In my reading through Max Lucado’s book I am sensing that the burden of anxiety and fear are in and of themselves exhausting.  That exhaustion feeds the fear, which feeds the exhaustion.  It’s a merry go round that we need to stop, so that we can get off.

So for the disciples and for us, The Empty Tomb is the stopping place.  Fearful, tired, exhausted and confused it is the place we stop.  Then, only when we have stopped in front of the empty tomb, can we hear the voice of Jesus speaking our name.

At that moment we gain the understanding of what Lucado calls, becoming the person who clutches the presence of God with both hands.

Yes with both hands.  It seems to me that there is desperation in that act.  We don’t just reach out and touch, we reach out and grab, hold on tight with both hands because it is only God who can soothe our fears and make room in our hearts to know his peace, his comfort and ultimately his joy. 

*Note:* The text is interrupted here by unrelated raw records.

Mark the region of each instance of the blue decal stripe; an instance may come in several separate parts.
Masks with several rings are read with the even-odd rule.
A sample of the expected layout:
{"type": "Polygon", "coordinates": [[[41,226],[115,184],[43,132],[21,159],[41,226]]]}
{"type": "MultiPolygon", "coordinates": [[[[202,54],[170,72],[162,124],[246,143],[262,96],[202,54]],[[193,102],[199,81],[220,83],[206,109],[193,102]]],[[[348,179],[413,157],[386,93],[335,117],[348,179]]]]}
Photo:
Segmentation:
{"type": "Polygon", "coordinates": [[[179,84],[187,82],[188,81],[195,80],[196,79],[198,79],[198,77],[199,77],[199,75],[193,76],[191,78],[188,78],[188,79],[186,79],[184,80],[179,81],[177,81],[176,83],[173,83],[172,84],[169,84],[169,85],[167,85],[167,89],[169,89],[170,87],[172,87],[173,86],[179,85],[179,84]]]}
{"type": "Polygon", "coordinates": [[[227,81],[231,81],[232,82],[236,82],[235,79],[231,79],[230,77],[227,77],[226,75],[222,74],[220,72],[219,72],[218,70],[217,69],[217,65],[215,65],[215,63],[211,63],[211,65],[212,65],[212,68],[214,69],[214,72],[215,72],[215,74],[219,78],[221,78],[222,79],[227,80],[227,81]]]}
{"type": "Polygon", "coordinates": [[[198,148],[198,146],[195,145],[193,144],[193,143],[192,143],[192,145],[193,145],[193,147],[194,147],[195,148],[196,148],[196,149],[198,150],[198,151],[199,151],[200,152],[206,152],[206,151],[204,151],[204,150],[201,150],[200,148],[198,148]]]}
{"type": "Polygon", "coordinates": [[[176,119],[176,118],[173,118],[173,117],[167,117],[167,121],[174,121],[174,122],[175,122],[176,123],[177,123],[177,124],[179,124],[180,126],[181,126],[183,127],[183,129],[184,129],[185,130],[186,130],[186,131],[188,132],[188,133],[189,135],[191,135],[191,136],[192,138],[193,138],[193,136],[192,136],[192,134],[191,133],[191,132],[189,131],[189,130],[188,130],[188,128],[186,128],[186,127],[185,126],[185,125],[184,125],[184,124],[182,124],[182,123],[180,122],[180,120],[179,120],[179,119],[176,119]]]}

The words, “The tomb is empty” is no longer another source of pain but instead the start of the joyous proclamation that resounds through the ages, “Jesus Christ is Risen, he is risen indeed.”

HE IS RISEN

Holy God who never ceases to fill us with awe
Easter is a day of so many emotions:

In this time we pause, and wait in you
Searching in the silence waiting to hear your word of assurance

Rise up O Children of God and hear the good news
Into your sorrow hear the good news
Search me and know me
Enter into my peace and calm
Never forget, I am the Everlasting God who is always full of mercy.  Amen

So let fear fall, and exhaustion drop away.  Jesus lives again and in his love we are reborn.  Hallelujah.